Linda Nash, the brother of William Nash, a 19-year-old killed on the day, was tearful when she emerged from the hotel. Veteran civil rights campaigner Eamonn McCann’s hands shook as he comforted her.
Director of Public Prosecutions for Northern Ireland, Stephen Herron said he was conscious relatives faced an “extremely difficult day.”
“However, much of the material which was available for consideration by the Inquiry is not admissible in criminal proceedings, due to strict rules of evidence that apply,” he said.
The British government said it would provide full legal support to the soldier who will face prosecution. No other details were released by prosecutors of the identity of the man, who would be at least in his 60s.
“The welfare of our former service personnel is of the utmost importance,” Defence Minister Gavin Williamson said in a statement. “Our serving and former personnel cannot live in constant fear of prosecution.”
Irish Foreign Minister Simon Coveney said it was important that no one said anything to prejudice the process following Thursday’s decision, adding that his thoughts were with all of the families.
The Saville Report, which was published in 2010 after a 12-year inquiry by High Court Judge Lord Saville, reversed the findings of a hastily-convened inquiry from 1972 by another judge, Lord Widgery, who concluded the soldiers only fired after being fired upon.
The Bloody Sunday killings caused widespread anger at the time - not least in the United States, where support for the Irish Republican cause runs high - and nearly 50 years later the incident remains highly emotive.
Supporters of the paratroopers say they were acting under extremely confused and stressful conditions, and it is unfair to pursue them so long after the event when many suspected Irish Republican Army (IRA) bombers and gunmen have been told they will no longer face arrest under the 1998 peace accords.
Victims’ families and other voices say they must nonetheless be held to account for their actions.

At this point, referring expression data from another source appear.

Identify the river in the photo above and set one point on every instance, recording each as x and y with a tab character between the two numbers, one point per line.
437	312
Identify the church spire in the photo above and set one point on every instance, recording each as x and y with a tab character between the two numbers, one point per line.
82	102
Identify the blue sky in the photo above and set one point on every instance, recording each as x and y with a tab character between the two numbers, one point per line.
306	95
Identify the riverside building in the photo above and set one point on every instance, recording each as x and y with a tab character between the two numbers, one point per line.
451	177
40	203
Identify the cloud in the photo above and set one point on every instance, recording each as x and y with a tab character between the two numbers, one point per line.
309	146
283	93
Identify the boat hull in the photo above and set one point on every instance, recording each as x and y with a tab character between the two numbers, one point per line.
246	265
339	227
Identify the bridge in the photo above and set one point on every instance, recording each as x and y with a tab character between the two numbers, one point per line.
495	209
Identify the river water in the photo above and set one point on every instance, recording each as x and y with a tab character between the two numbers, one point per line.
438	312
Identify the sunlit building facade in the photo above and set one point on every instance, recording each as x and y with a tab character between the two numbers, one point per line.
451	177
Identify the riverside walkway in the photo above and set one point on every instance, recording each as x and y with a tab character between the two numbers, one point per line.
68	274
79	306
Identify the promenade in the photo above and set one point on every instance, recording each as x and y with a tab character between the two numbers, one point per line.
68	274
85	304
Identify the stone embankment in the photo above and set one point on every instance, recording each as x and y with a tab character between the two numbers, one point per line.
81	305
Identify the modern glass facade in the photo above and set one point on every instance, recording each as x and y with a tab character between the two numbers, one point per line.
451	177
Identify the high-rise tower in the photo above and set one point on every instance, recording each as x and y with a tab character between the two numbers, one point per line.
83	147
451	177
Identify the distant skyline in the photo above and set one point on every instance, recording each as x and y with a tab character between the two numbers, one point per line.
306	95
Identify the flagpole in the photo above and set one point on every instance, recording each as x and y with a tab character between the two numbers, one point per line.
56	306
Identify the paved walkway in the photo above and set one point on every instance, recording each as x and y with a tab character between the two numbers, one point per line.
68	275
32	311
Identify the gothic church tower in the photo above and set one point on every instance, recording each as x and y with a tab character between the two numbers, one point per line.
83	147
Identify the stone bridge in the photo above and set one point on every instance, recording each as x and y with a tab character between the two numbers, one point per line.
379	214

The Saville Report said the paratroopers opened fire without warning and that none of the casualties has posed a threat.
The 1998 Good Friday Agreement brought a close to a conflict in which about 3,500 people were killed. British troops subsequently withdrew from the province, but tensions still persist and a car bomb exploded outside Londonderry’s main courthouse in January. No one was injured.
The decision to prosecute came a week after Britain’s minister for Northern Ireland, Karen Bradley, was forced to apologise for saying that killings by British soldiers and police were “not crimes”.
Sinn Fein, the former political wing of the IRA who are now the largest nationalist party in the province, said they shared the families’ disappointment and “sense of incredulity” at the decision.
“The decision to prosecute just one ex-soldier does not change the fact that Bloody Sunday was a massacre of innocents,” Sinn Fein’s Northern Ireland leader Michelle O’Neill said in a statement.